I have one follow up question and a new question I would like ask.

1 - I was able to alter one of my queries and got the prompting to work as you instructed. However, when I try this same technique with an ODBC connection in Toad I get an error message that reads "The Host variable “my column name” is used in a dynamic SQL statement, a view definition, or a trigger definition. SQLSTATE=42618.

Have you ever experienced this? If so, is there a way to fix this so the prompts will work with this type of connection?

2 - I have some shared queries that I created where I added comments to explain what the query does plus there are several filter options the users can turn on or off depending on their data needs. When we try to run those queries in Toad, it returns an error of:

"ERROR [56038] [IBM][CLI Driver][DB2] SQL0969N There is no message text corresponding to SQL error “-4700” in the message file on this workstation. The error was returned from module “DSNHTOKR” with original tokens ‘’’’. SQLSTATE=56038.

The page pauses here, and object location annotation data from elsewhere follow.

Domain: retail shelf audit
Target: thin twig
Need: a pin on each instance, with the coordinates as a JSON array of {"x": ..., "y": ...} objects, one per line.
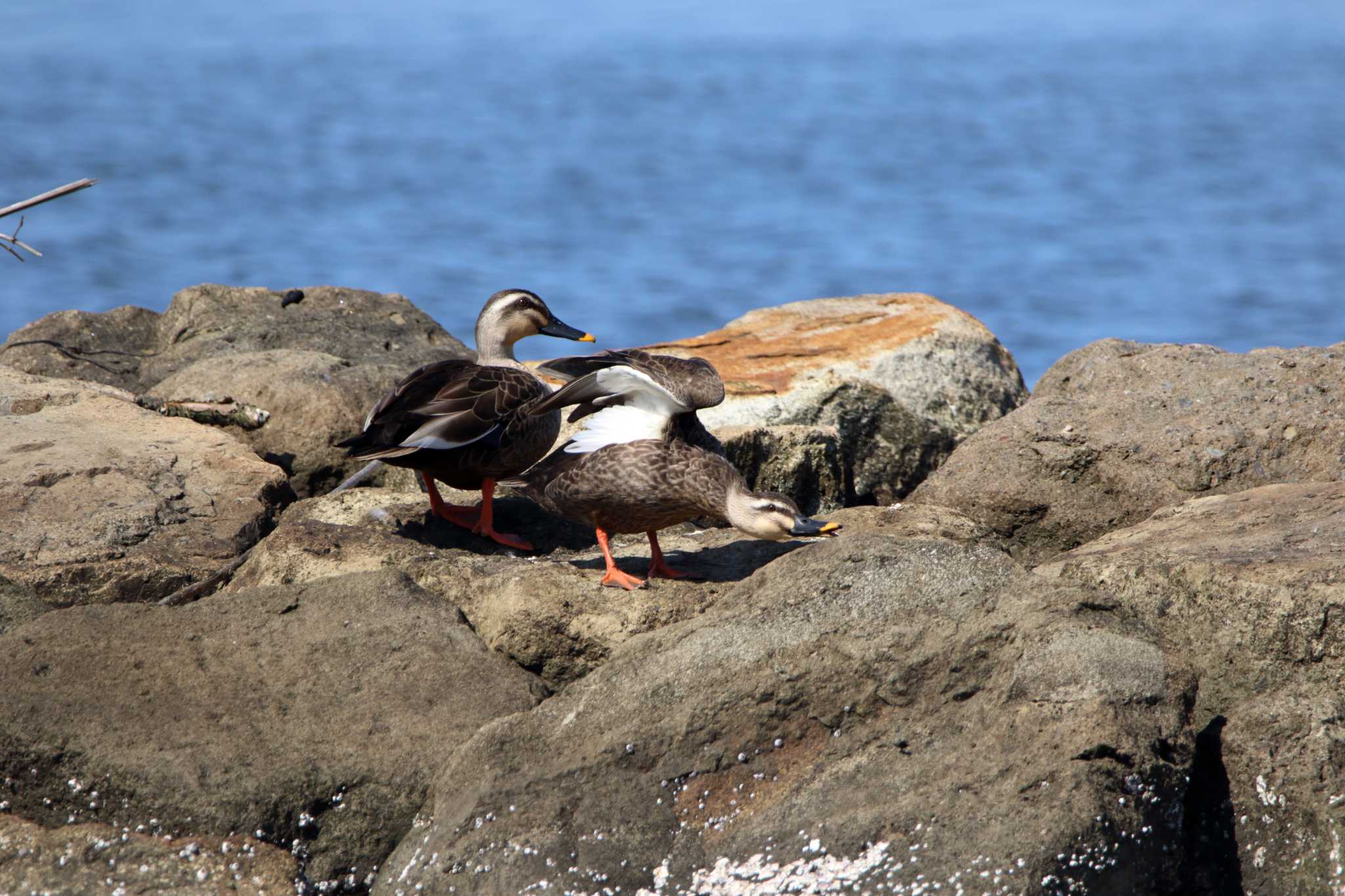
[
  {"x": 73, "y": 352},
  {"x": 223, "y": 413},
  {"x": 14, "y": 238},
  {"x": 208, "y": 585},
  {"x": 359, "y": 477},
  {"x": 47, "y": 196}
]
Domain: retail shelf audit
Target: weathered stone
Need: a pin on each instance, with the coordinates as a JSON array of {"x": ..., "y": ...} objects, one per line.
[
  {"x": 314, "y": 714},
  {"x": 868, "y": 710},
  {"x": 315, "y": 399},
  {"x": 99, "y": 859},
  {"x": 799, "y": 461},
  {"x": 545, "y": 610},
  {"x": 106, "y": 501},
  {"x": 1250, "y": 587},
  {"x": 100, "y": 347},
  {"x": 18, "y": 603},
  {"x": 317, "y": 366},
  {"x": 1119, "y": 429},
  {"x": 353, "y": 324},
  {"x": 903, "y": 378}
]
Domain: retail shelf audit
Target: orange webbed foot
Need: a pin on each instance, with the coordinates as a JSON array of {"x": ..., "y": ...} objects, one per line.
[
  {"x": 502, "y": 538},
  {"x": 617, "y": 580}
]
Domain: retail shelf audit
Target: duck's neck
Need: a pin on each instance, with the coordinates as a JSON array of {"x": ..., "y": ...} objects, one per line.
[
  {"x": 494, "y": 349},
  {"x": 721, "y": 490},
  {"x": 738, "y": 507}
]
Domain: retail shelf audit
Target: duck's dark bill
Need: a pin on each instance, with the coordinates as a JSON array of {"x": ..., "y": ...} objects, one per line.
[
  {"x": 565, "y": 331},
  {"x": 803, "y": 526}
]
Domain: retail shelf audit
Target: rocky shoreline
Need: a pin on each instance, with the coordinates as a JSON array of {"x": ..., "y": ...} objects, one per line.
[{"x": 1082, "y": 643}]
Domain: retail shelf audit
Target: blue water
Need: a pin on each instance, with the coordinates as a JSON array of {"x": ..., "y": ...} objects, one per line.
[{"x": 1158, "y": 171}]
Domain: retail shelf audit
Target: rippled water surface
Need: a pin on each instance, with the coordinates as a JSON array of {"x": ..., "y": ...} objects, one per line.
[{"x": 1157, "y": 171}]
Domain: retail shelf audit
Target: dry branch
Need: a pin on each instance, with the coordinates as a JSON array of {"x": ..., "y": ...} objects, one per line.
[
  {"x": 222, "y": 413},
  {"x": 205, "y": 586},
  {"x": 29, "y": 203},
  {"x": 47, "y": 196},
  {"x": 77, "y": 354}
]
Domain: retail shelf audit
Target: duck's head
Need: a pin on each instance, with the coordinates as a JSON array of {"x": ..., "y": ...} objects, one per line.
[
  {"x": 775, "y": 517},
  {"x": 512, "y": 314}
]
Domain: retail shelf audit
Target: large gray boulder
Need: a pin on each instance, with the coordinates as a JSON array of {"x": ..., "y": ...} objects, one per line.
[
  {"x": 902, "y": 377},
  {"x": 313, "y": 716},
  {"x": 1118, "y": 429},
  {"x": 1250, "y": 589},
  {"x": 545, "y": 610},
  {"x": 862, "y": 711},
  {"x": 317, "y": 366},
  {"x": 99, "y": 859},
  {"x": 101, "y": 347},
  {"x": 106, "y": 501}
]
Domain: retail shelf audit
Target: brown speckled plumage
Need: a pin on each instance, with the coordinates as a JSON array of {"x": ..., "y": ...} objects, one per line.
[
  {"x": 693, "y": 382},
  {"x": 632, "y": 486},
  {"x": 471, "y": 423},
  {"x": 489, "y": 405}
]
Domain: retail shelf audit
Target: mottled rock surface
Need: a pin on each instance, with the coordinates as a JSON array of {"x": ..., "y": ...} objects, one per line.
[
  {"x": 105, "y": 347},
  {"x": 545, "y": 610},
  {"x": 1250, "y": 587},
  {"x": 1119, "y": 429},
  {"x": 317, "y": 366},
  {"x": 100, "y": 859},
  {"x": 903, "y": 378},
  {"x": 106, "y": 501},
  {"x": 799, "y": 461},
  {"x": 314, "y": 714},
  {"x": 923, "y": 710},
  {"x": 19, "y": 603},
  {"x": 353, "y": 324},
  {"x": 315, "y": 399}
]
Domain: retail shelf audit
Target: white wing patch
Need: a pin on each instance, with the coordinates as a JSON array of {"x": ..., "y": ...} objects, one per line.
[{"x": 646, "y": 413}]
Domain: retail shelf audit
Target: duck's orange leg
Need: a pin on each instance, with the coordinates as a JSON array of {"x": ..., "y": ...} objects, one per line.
[
  {"x": 463, "y": 516},
  {"x": 615, "y": 576},
  {"x": 657, "y": 565},
  {"x": 483, "y": 524}
]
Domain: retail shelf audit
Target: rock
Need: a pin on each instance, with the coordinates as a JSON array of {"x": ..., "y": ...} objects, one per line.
[
  {"x": 1250, "y": 587},
  {"x": 106, "y": 501},
  {"x": 317, "y": 366},
  {"x": 353, "y": 324},
  {"x": 315, "y": 399},
  {"x": 862, "y": 711},
  {"x": 18, "y": 603},
  {"x": 903, "y": 377},
  {"x": 313, "y": 714},
  {"x": 799, "y": 461},
  {"x": 99, "y": 859},
  {"x": 546, "y": 610},
  {"x": 100, "y": 347},
  {"x": 1119, "y": 429}
]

Are there any settings I may need to change to allow Toad to recognize that these extra lines in my SQL statements are comments?

Any information you can provide would be appreciated.

Thank you .

  1. Having “binds” is actually that also need to be supported by your
    ODBC driver. One thing you could try is using the unnamed ? bind
    parameter and see if that works.

  2. Having comments is also something that is database specific. The most
    generic comment is probably the – character. What kind of comment are
    you using?

/Mauritz

Thanks for the reply.

In response to your “comment” question, I am using are either – (for a single line)

OR

/* (for a multi line comment) */

I think the – comment is pretty universally supported, but the /* */
comments I am pretty sure are dependent on which SQL dialect you are
using. Also some databases (DB2 for instance) do not support having
comments inside statements, but only between them.